American Methodist Episcopal clergyman and author (1843–1930)

Jesse Lyman Hurlbut (February 15, 1843
–1930) was an American clergyman of the Methodist Episcopal Church. He was born in New York City, graduated at Wesleyan University in 1864, and held pastorates at Newark, Montclair, Paterson, Plainfield, Hoboken, Morristown, Orange, and Bloomfield, all in New Jersey. After 1879 he was connected with the Sunday-school and tract work of his denomination. He was secretary of the Epworth League in 1889–1892 and for some time was associated with J. H. Vincent in the direction of the Chautauqua Literary and Scientific Circle. From 1909 until his retirement in 1914 he was District Superintendent of the Newark District.

==Selected works==
- Manual of Biblical Geography (1882)
- Outlines in Old Testament History (1890)
- Our Church (1902)
- Story of the Bible (1905)
- Outline Studies in the New Testament (1906)

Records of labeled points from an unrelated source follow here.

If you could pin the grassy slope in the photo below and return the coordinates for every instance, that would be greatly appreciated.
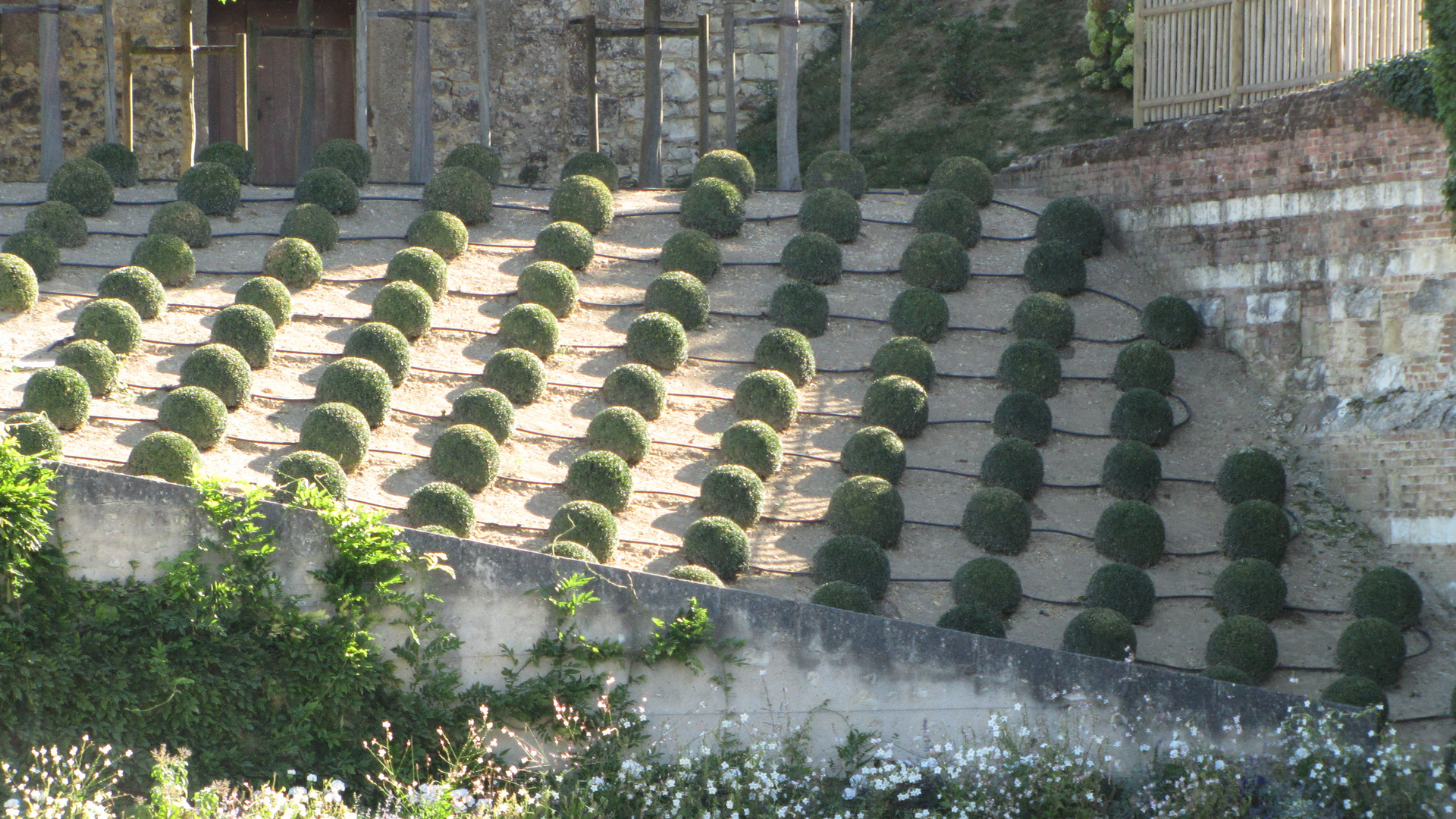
(934, 80)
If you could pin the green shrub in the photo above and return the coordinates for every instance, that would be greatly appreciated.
(460, 191)
(1145, 416)
(212, 187)
(1130, 531)
(1074, 221)
(249, 331)
(168, 457)
(441, 503)
(1030, 366)
(620, 430)
(679, 295)
(601, 477)
(836, 169)
(965, 175)
(587, 523)
(718, 545)
(1381, 592)
(112, 322)
(637, 387)
(1257, 528)
(712, 206)
(1171, 322)
(221, 371)
(1131, 471)
(61, 394)
(312, 223)
(85, 186)
(830, 212)
(337, 430)
(1056, 267)
(565, 242)
(949, 213)
(61, 222)
(384, 346)
(93, 360)
(799, 305)
(421, 265)
(1245, 643)
(935, 261)
(517, 375)
(1251, 474)
(406, 306)
(870, 506)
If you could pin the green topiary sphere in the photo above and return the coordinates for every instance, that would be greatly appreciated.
(1015, 465)
(85, 186)
(517, 375)
(1251, 474)
(832, 213)
(1257, 528)
(1131, 471)
(338, 430)
(565, 242)
(935, 261)
(1145, 416)
(867, 506)
(620, 430)
(221, 371)
(462, 193)
(949, 213)
(249, 331)
(998, 521)
(712, 206)
(168, 457)
(384, 346)
(93, 360)
(61, 394)
(112, 322)
(601, 477)
(587, 523)
(799, 305)
(717, 544)
(441, 503)
(1250, 586)
(312, 223)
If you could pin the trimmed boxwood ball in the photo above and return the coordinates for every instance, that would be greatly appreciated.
(1381, 592)
(587, 523)
(61, 394)
(384, 346)
(517, 375)
(998, 521)
(620, 430)
(1257, 528)
(870, 506)
(718, 545)
(441, 503)
(338, 430)
(1130, 531)
(1144, 414)
(466, 455)
(1074, 221)
(221, 371)
(1245, 643)
(601, 477)
(112, 322)
(165, 455)
(1251, 474)
(1131, 471)
(712, 206)
(565, 242)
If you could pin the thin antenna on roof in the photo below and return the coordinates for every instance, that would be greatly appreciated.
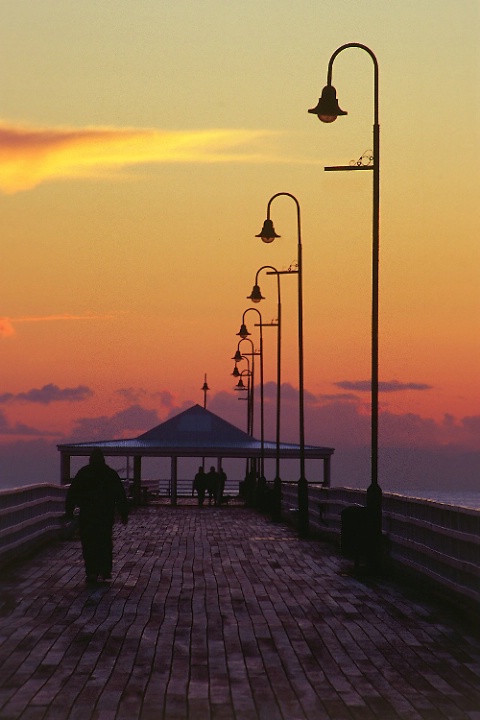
(205, 389)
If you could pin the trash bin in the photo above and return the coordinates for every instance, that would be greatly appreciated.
(355, 531)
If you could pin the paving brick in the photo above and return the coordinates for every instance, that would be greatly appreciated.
(223, 615)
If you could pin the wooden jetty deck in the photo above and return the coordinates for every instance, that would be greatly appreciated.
(220, 614)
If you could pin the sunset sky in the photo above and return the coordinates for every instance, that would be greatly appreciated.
(140, 141)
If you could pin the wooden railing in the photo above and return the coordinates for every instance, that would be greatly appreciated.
(433, 540)
(437, 541)
(29, 517)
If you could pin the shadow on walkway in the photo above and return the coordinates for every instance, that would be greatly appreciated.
(219, 614)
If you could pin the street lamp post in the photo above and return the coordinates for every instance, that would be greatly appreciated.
(205, 389)
(268, 235)
(243, 333)
(256, 296)
(327, 111)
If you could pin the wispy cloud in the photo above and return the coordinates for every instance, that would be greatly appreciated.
(7, 325)
(134, 418)
(48, 394)
(19, 429)
(30, 155)
(383, 386)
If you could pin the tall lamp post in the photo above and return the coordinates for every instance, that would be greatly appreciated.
(243, 333)
(327, 111)
(256, 296)
(268, 235)
(205, 389)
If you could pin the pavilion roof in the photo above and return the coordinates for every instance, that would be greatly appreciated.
(192, 433)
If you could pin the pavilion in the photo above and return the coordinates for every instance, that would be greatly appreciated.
(195, 432)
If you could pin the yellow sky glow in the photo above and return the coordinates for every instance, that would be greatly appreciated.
(30, 156)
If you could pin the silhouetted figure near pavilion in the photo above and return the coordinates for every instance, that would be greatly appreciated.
(200, 485)
(98, 492)
(213, 481)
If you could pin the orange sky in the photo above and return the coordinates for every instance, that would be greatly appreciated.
(137, 155)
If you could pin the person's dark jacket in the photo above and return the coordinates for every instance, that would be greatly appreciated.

- Teacher Training Lessons (1908)
- Organizing and Building up the Sunday School (1909)
- Traveling in the Holy Land through the Stereoscope (1913)
- The Superintendent's Helper (1915)
- Life of Christ for Young and Old (1915)
- The Story of Chautauqua (1921)
- An Introduction to the John C. Winston Company's 1909 edition of John Bunyan's Pilgrim's Progress - a version revised for younger readers.